Quel avenir ?
Si vous pensez qu’en vue des prochaines élections, le Québec devrait avoir d’autres priorités que l’éducation, détrompez-vous. Marco*, treize ans, est l’un des jeunes de l’équipe de basket parascolaire dont je suis entraîneur. Un grand gaillard. Mince mais robuste. Débordant d’énergie, aussi. Des rebonds, il n’en manque aucun. Pour les initiés, pensez à Dennis Rodman en miniature.
Marco avait toutefois les mains pleines de pouces au début de notre match de mardi. Rebonds manqués et ballons échappés. En plus d’un manque flagrant de vitalité.
Instructions ou encouragements, rien n’y faisait. Puis, je l’ai amené à l’écart lors d’un temps mort. «Qu’est-ce qui ne va pas, Marco?» Cinq secondes se sont écoulées, puis il a dit, la mine déconfite : « Aujourd’hui, j’ai pas bien mangé. »

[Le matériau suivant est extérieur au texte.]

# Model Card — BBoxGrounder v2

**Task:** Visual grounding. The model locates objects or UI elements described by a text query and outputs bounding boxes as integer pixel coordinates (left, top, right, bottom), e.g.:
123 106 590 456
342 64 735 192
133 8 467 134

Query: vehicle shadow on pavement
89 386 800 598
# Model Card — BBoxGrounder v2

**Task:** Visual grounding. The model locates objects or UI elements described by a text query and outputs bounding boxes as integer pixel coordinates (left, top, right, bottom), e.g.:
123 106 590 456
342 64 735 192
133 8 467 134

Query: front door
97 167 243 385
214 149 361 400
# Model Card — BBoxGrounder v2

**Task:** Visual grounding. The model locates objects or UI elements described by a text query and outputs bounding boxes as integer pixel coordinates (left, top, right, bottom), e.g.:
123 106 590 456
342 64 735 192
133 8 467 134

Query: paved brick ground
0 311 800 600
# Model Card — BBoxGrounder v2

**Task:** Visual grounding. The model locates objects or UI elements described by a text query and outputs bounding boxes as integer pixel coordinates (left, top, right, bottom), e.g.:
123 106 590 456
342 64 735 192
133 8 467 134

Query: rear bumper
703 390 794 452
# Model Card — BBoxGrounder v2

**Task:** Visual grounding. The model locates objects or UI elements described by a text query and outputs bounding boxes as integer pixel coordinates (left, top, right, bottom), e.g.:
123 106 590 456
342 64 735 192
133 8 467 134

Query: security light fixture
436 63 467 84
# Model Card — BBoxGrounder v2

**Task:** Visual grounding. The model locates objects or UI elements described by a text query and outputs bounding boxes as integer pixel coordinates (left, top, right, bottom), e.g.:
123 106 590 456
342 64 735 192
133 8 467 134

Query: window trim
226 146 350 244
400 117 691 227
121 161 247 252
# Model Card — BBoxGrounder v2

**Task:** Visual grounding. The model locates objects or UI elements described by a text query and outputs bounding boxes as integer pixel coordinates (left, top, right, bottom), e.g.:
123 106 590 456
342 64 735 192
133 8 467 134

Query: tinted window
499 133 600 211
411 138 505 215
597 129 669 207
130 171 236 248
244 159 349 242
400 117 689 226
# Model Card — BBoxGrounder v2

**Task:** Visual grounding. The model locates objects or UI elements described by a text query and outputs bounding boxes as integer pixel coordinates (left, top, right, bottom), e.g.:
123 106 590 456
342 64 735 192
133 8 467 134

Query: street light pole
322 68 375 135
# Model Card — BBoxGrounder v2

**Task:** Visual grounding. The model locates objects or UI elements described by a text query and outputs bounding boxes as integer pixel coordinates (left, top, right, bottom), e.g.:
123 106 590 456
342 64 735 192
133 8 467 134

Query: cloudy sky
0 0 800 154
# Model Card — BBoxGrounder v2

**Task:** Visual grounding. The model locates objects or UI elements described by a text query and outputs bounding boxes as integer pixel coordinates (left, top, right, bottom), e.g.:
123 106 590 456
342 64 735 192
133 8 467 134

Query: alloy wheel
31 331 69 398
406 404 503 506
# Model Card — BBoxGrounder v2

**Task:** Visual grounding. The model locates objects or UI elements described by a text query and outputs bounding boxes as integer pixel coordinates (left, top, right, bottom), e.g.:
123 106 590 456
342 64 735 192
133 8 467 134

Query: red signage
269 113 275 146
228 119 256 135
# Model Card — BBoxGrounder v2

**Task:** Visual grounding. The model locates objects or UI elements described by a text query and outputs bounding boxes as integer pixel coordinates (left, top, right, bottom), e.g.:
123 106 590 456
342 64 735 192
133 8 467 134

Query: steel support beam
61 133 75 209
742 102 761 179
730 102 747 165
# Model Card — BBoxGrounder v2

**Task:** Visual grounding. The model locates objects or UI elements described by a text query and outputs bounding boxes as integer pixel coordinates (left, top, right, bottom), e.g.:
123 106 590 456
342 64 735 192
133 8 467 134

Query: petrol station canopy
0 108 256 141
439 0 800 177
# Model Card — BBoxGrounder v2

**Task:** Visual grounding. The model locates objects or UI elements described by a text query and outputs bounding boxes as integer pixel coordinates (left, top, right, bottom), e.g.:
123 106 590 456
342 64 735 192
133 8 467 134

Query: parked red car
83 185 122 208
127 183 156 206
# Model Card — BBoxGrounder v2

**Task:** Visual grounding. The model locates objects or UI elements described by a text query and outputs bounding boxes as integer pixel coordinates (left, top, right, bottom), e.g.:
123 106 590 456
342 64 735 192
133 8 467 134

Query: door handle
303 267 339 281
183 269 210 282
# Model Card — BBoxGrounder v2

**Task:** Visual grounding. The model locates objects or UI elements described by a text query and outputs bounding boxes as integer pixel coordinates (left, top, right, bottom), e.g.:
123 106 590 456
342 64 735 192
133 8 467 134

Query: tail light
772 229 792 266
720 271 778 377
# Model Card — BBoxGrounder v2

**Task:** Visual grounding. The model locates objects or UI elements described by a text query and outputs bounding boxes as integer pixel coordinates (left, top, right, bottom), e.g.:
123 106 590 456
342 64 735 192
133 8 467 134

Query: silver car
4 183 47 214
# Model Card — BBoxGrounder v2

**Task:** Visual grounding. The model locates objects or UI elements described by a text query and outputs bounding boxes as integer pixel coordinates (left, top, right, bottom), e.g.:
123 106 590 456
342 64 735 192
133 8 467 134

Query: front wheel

À l’instant où ces paroles sont tombées dans mes oreilles, mon coeur a chuté dans mes talons. Dans mon sac à dos, j’avais une pomme et un fruit exotique dont je ne connais pas le nom. Je lui ai remis les deux. Il a pris la pomme et a fait la moue à l’autre fruit. Pas grave, c’en fut assez pour que son visage s’illumine ensuite. Neuf points et plus de dix rebonds.
Ce match marquait le retour de Dany, originaire des Philippines. Ne parlant pas français, il trouvait trop difficile sa participation à l’équipe. Il a finalement décidé de réintégrer l’équipe après que je lui ai fait comprendre que c’était justement là sa chance d’apprendre la langue.
Ali, lui, marque en moyenne près de 30 points par match. Mardi, il en a marqué zéro. C’est parce que je l’ai assis sur le banc tout le long du match en raison de son absence non justifiée lors de l’entraînement précédent.
À travers une multitude d’interactions quotidiennes avec ces jeunes, une question: quelle éducation voulons-nous pour eux? Je me fais un sang d’encre pour que Marco ait le ventre plein, que Dany apprenne à dire «comment ça va?», et qu’Ali adhère aux règles de la microsociété que représente notre équipe. Je m’inquiète donc pour la qualité de l’éducation que nous offrons à ces jeunes dès aujourd’hui, mais aussi et surtout pour l’avenir.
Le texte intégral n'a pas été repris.